For a long time now, I've self-hosted most of my online services like calendar, contacts, e-mail, cloud file storage, my website, &c. The current iteration of my setup relies on a series of Ansible playbooks that install all of the various applications and configure them for use.

This has been really stable, and has worked pretty well for me. I deploy the applications to a set of LXC containers (read: lightweight Linux VMs) on Proxmox, a free and open-source hypervisor with an excellent management interface.

Recently, however, I've been re-learning Docker and the benefits of deploying applications using containers. Some of the big ones are:

  • Guaranteed, reproducible environments. The application ships with its dependencies, ready to run.
  • Portability. Assuming your environment supports the container runtime, it supports the application.
  • Infrastructure-as-code. Much like Ansible playbooks, Docker lends itself well to managing the container environment using code, which can be tracked and versioned.

So, I have decided to embark on the journey of transitioning my bare-Linux Ansible playbooks to a set of Kubernetes deployments.

However, there are still some things I like about Proxmox that I'm not willing to give up. For one, the ability to virtualize physical machines (like my router or access point management portal) that can't be easily containerized. Having the ability to migrate "physical" OS installs between servers when I need to do maintenance on the hosts is super useful.

So, I will be installing Kubernetes on Proxmox, and I want to do it on LXC containers.

What We're Building & Rationale

I'm going to deploy a Kubernetes cluster using Rancher's K3s distribution on top of LXC containers.

K3s is a lightweight, production-grade Kubernetes distribution that simplifies the setup process by coming pre-configured with DNS, networking, and other tools out of the box. K3s also makes it fairly painless to join new workers to the cluster. This, combined with the relatively small scale of my deployment, makes it a pretty easy choice.

LXC containers, on the other hand, might seem a bit of an odd choice. Nearly every other article I found deploying K8s on Proxmox did so using full-fat virtual machines, rather than containers. This is certainly the lower-friction route, since it's procedurally the same as installing it on physical hosts. I went with LXC containers for two main reasons:

  1. LXC containers are fast. Like, almost as fast as bare metal. Because LXC containers are virtualized at the kernel level, they are much lighter than traditional VMs. As such, they boot nearly instantly, run at nearly the same speed as the host kernel, and are much easier to reconfigure with more RAM/disk space/CPU cores on the fly.
  2. LXC containers are smaller. Because the containers run on the kernel of the host, they need to contain a much smaller set of packages. This makes them require much less disk space out of the box (and, therefore, makes them easier to migrate).
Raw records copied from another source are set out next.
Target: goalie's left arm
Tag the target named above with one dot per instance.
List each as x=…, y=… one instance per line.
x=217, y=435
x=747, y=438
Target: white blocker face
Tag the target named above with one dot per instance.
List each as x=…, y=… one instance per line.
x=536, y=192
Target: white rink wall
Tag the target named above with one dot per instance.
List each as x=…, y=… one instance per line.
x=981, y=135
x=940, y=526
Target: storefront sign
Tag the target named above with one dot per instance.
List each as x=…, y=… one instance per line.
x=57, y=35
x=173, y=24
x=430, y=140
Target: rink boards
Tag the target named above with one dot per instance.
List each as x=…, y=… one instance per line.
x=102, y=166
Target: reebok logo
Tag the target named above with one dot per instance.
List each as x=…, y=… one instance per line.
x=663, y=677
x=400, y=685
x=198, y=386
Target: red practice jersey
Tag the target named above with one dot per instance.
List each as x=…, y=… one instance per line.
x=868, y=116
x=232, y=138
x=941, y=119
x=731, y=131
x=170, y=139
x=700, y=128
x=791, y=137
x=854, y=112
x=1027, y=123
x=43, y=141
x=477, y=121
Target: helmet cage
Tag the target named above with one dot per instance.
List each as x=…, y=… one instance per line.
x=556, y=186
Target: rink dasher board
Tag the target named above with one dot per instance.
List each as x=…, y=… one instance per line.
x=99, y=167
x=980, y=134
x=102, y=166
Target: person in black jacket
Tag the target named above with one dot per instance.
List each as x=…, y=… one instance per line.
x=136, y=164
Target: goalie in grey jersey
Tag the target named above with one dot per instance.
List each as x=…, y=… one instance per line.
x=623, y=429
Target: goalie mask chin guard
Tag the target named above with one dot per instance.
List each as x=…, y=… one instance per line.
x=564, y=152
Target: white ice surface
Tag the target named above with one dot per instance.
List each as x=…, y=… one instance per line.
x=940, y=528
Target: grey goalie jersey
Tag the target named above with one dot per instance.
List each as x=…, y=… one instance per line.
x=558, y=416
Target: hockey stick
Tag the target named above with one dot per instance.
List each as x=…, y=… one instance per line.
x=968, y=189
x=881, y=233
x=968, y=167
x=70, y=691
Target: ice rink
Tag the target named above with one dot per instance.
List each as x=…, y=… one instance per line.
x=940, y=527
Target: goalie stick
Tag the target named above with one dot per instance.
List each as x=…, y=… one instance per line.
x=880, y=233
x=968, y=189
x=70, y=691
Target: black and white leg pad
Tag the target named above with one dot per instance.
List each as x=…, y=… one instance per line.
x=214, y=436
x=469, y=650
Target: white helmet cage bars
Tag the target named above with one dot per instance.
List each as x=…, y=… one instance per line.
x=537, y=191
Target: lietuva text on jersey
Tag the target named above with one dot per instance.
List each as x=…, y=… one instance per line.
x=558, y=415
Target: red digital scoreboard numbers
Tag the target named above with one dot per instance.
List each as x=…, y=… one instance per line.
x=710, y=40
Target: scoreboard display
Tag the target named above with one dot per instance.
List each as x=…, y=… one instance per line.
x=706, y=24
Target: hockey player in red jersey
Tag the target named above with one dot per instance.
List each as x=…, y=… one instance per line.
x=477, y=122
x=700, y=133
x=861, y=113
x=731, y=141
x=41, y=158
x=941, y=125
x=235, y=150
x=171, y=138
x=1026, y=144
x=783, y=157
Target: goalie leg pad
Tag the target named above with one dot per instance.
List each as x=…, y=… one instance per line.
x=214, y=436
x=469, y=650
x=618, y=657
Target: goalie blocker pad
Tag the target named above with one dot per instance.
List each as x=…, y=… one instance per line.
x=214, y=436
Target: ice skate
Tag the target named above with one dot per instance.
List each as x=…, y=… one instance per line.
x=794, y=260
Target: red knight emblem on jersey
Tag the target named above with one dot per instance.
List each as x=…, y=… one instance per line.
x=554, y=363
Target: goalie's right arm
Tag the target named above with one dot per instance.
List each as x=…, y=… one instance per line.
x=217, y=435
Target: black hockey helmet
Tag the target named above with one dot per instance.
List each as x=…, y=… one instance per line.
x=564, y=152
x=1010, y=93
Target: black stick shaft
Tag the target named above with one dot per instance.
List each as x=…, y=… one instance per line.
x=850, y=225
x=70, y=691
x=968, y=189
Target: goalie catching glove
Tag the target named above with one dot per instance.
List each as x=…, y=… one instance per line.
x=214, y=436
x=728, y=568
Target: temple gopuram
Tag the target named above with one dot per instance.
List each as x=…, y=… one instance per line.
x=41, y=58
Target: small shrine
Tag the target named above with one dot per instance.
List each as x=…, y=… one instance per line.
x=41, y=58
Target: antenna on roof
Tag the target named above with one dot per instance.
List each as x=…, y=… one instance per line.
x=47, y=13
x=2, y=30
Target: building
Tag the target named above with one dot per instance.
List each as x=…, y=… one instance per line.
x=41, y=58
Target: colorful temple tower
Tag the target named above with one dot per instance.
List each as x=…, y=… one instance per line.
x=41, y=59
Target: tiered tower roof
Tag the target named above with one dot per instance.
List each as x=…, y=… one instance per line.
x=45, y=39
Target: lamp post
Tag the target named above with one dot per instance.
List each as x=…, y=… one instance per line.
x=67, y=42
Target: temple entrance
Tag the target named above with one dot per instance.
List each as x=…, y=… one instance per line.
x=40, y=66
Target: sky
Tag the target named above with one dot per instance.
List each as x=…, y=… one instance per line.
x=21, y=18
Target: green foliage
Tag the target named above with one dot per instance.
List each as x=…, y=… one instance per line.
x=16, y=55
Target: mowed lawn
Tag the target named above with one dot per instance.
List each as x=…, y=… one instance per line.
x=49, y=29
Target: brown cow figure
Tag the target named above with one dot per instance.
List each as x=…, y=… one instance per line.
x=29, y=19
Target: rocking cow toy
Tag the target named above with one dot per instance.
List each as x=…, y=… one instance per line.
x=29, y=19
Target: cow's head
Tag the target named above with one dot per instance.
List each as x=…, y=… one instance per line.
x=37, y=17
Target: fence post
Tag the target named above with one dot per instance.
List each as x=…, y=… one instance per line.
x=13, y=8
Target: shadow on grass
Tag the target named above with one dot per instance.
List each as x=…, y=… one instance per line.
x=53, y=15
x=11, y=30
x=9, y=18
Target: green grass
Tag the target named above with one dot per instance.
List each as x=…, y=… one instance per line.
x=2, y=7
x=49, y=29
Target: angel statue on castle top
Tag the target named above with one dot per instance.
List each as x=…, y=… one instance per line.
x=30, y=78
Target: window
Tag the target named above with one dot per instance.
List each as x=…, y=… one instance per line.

So, to start out, I'm going to create 2 containers: one control node, and one worker node.

Prerequisites

I'm going to assume that you (1) have a Proxmox server up and running, (2) have a container template available on Proxmox, and (3) you have some kind of NFS file server.

This last one is important since we'll be giving our containers a relatively small amount of disk space. So, any volumes needed by Kubernetes pods can be created as NFS mounts.

You'll also want to set up kubectl and helm tools on your local machine.

Creating the LXC Containers

Because our LXC containers need to be able to run Docker containers themselves, we need to do a bit of additional configuration out of the box to give them proper permissions.

The process for setting up the 2 containers is pretty much identical, so I'm only going to go through it once.

In the Proxmox UI, click "Create CT." Make sure you check the box to show advanced settings.

Make sure to uncheck "Unprivileged container."

Fill in the details of the container. Make sure to uncheck the "Unprivileged container" checkbox. On the next screen, select your template of choice. I'm using a Rocky Linux 8 image.

I elected to give each container a root disk size of 16 GiB, which is more than enough for the OS and K3s to run, as long as we don't put any volumes on the disk itself.

The CPU and Memory values are really up to whatever you have available on the host, and the workloads you intend to run on your K8s cluster. For mine, I gave 4 vCPU cores and 4 GiB of RAM per container.

For the network configuration, be sure to set a static IP address for each node. Additionally, if you use a specific internal DNS server (which I highly recommend!), you should configure that on the next page.

Finally, on the last page, make sure to uncheck the "Start after created" checkbox and then click finish. Proxmox will create the container.

Additional Configuration

Now, we need to tweak a few things under-the-hood to give our containers proper permissions. You'll need to SSH into your Proxmox host as the root user to run these commands.

In the /etc/pve/lxc directory, you'll find files called XXX.conf, where XXX are the ID numbers of the containers we just created. Using your text editor of choice, edit the files for the containers we created to add the following lines:

lxc.apparmor.profile: unconfined
lxc.cgroup.devices.allow: a
lxc.cap.drop:
lxc.mount.auto: "proc:rw sys:rw"

Note: It's important that the container is stopped when you try to edit the file, otherwise Proxmox's network filesystem will prevent you from saving it.

In order, these options (1) disable AppArmor, (2) allow the container's cgroup to access all devices, (3) prevent dropping any capabilities for the container, and (4) mount /proc and /sys as read-write in the container.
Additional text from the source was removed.